From the Los Angeles Times, “Barack Obama’s Image Suffers Amid John McCain Attacks, Poll Finds” by Michael Finnegan More good polling news for the Maverick. The latest L.A. Times/Bloomberg effort shows McCain pulling within two of Obama, trailing by the razor thin margin of 45-43. In June, the Times/Bloomberg showed Obama with a 12 point lead. The Times is clear on what has caused Obama’s stunning fall from grace:

Barack Obama’s public image has eroded this summer amid a daily onslaught of attacks from Republican rival John McCain, leaving the race for the White House statistically tied, according to a Los Angeles Times/Bloomberg poll released today. Far more voters say McCain has the right experience to be president, the poll found. More than a third have questions about Obama’s patriotism.

I’m happy that the Times credits the McCain campaign for such scary effectiveness – after all, I have friends working there. But isn’t there another side to the equation? Yes, the McCain campaign in the Schmidt era has done a nice job, but doesn’t Team Barry and Obama Himself deserve some credit for pummeling his own numbers? Initially, Obama-philes like Andrew Sullivan referred to Obama’s exciting foreign adventure as an “objectively miraculous fortnight.” Now, even Sullivan sees that the trip revealed the worst aspects of Obama. Although Andrew doesn’t typically bother to list Obama’s greatest shortcomings, I will – a preening narcissism, a fondness for platitudes, a tendency to whine and a potentially fatal lack of substance. It’s the latter failing that may truly doom Obama. People who have followed the campaign closely for a while have long since discovered that Obama is the ultimate one-trick pony. Provided with a teleprompter, he delivers a speech very nicely. But even that talent has grown stale as he has run out of material. He hits the same “uplift” themes repeatedly, and shows a seeming allergy to getting specific. Obama also has the problem that that the press still paints an unrealistic portrait of him. Check out the venerable font of conventional wisdom, David Gergen, writing this afternoon:

Heading into the candidates’ appearances on Saturday night at Saddleback Church, the conventional wisdom in politics was Barack Obama should have a clear upper hand in any joint appearance with John McCain – one the young, eloquent, cool, charismatic dude who can charm birds from the trees, the other the meandering, sometimes bumbling, old fellow who can barely distinguish Sunnis from Shiias.

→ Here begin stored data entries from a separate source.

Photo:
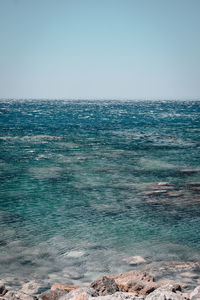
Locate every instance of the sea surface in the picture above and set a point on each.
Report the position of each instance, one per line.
(85, 185)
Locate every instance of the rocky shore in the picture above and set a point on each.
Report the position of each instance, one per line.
(144, 283)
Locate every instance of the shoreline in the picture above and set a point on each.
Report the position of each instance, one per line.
(144, 279)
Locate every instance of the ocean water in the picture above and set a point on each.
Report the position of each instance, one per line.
(81, 186)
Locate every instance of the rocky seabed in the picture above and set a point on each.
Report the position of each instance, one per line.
(133, 285)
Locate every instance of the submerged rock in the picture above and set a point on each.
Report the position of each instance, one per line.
(52, 294)
(80, 294)
(16, 295)
(32, 287)
(120, 296)
(65, 287)
(195, 295)
(3, 290)
(135, 260)
(164, 293)
(134, 281)
(105, 286)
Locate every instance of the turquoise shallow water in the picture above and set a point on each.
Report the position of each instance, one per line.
(77, 180)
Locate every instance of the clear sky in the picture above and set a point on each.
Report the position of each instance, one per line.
(100, 49)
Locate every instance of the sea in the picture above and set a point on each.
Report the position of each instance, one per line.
(87, 185)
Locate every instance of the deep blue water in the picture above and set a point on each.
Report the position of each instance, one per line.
(77, 180)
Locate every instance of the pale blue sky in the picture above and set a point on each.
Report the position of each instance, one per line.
(100, 49)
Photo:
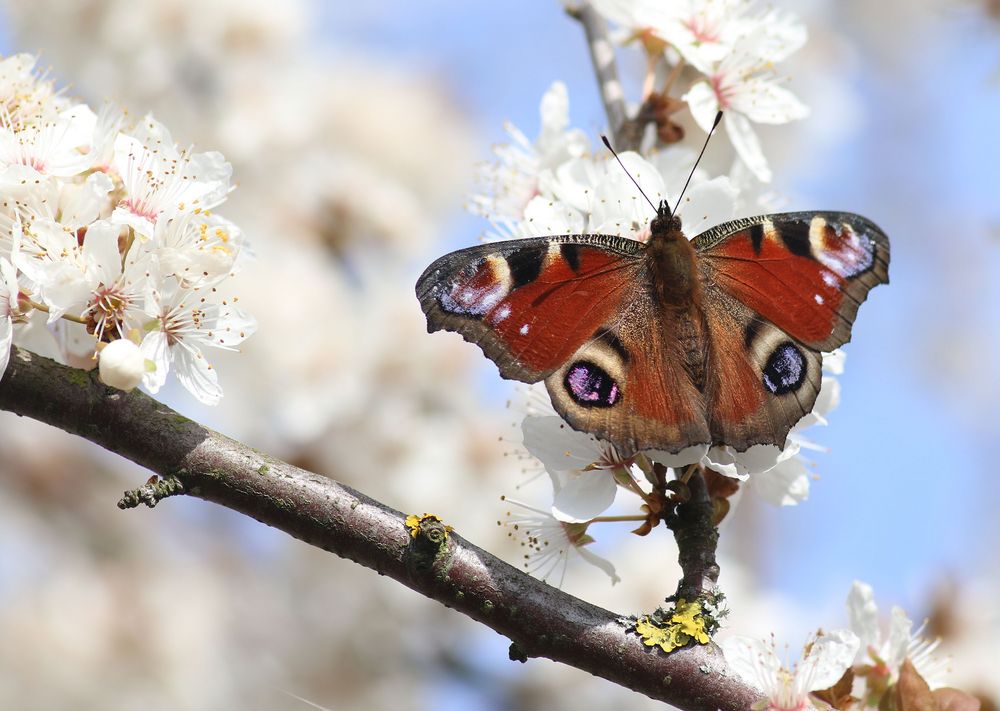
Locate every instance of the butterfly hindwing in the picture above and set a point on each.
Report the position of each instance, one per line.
(805, 272)
(762, 380)
(530, 304)
(628, 384)
(668, 344)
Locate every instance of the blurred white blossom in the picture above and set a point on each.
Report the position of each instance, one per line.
(823, 664)
(886, 651)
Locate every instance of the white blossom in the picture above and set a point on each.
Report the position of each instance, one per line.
(745, 86)
(887, 650)
(784, 688)
(162, 180)
(184, 321)
(121, 364)
(551, 543)
(110, 235)
(9, 310)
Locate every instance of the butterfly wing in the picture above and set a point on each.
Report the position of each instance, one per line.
(805, 272)
(780, 289)
(628, 384)
(576, 311)
(530, 304)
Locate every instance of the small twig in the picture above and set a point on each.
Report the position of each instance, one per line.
(152, 492)
(697, 538)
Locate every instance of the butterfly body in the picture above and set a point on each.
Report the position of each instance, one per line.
(670, 343)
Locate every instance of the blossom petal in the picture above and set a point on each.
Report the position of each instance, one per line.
(753, 660)
(154, 348)
(6, 338)
(585, 496)
(862, 613)
(704, 105)
(194, 373)
(688, 455)
(828, 658)
(747, 145)
(708, 203)
(603, 564)
(900, 634)
(787, 484)
(558, 446)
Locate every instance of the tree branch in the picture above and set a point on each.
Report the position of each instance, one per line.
(602, 55)
(540, 620)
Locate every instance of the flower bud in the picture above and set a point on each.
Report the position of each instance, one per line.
(122, 364)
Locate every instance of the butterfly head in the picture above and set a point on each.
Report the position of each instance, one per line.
(665, 224)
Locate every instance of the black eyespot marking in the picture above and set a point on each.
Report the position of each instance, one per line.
(590, 386)
(525, 265)
(795, 235)
(757, 237)
(571, 253)
(785, 370)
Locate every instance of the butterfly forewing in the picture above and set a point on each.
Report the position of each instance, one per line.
(530, 304)
(805, 272)
(634, 354)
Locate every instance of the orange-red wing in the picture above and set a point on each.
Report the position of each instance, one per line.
(805, 272)
(530, 304)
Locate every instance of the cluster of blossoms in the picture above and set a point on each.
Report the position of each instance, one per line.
(858, 668)
(557, 185)
(110, 250)
(733, 46)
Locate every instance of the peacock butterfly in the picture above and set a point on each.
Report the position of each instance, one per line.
(669, 343)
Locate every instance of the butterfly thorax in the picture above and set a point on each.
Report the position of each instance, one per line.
(674, 273)
(673, 264)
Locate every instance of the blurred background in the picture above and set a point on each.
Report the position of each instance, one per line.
(354, 134)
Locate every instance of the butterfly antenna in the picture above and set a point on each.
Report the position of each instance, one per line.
(715, 125)
(608, 144)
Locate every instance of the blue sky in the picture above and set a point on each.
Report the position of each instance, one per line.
(896, 504)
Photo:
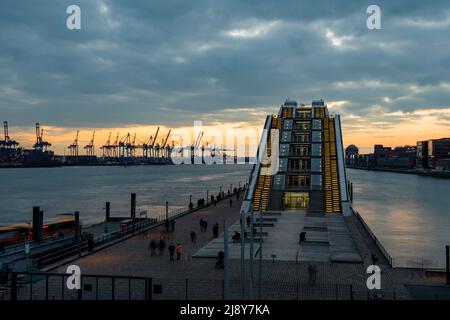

Well, kiss that myth goodbye. McCain came roaring out of the gate from the first question and was a commanding figure throughout the night as he spoke directly and often movingly about his past and the country’s future. By contrast, Obama was often searching for words and while far more thoughtful, was also less emotionally connective with his audience.

Let’s put aside the fact that Gergen was perhaps a little behind the curve with his assessment of Obama’s eloquence. Some of us happened to notice the profusion of “ahs” and “ums” that litter every extemporaneous Obama utterance before Saturday night’s debate. Let’s instead focus on Gergen’s assessment that Obama is the “far more thoughtful” of the two candidates. I would love to hear Gergen dilate on how he reached that conclusion. Is it Obama’s robust independent streak that Gergen is tacitly nodding at? Wait a second – it can’t be. On virtually every subject ranging from Clarence Thomas to nuclear weapons, Obama is a font of the most hackneyed, liberal, conventional wisdom. Perhaps Gergen has inferred from all the “ums” that Obama loses himself in deep thought whenever he speaks. Or maybe he just manufactured Obama’s “far more thoughtful” nature out of whole cloth. Regardless, the rest of the country is beginning to discover some things about Obama that serious Obama observers have known for a while. Obama doesn’t wear well. He didn’t wear well in the Democratic primaries, and it appears he’s wearing no better in the general election season.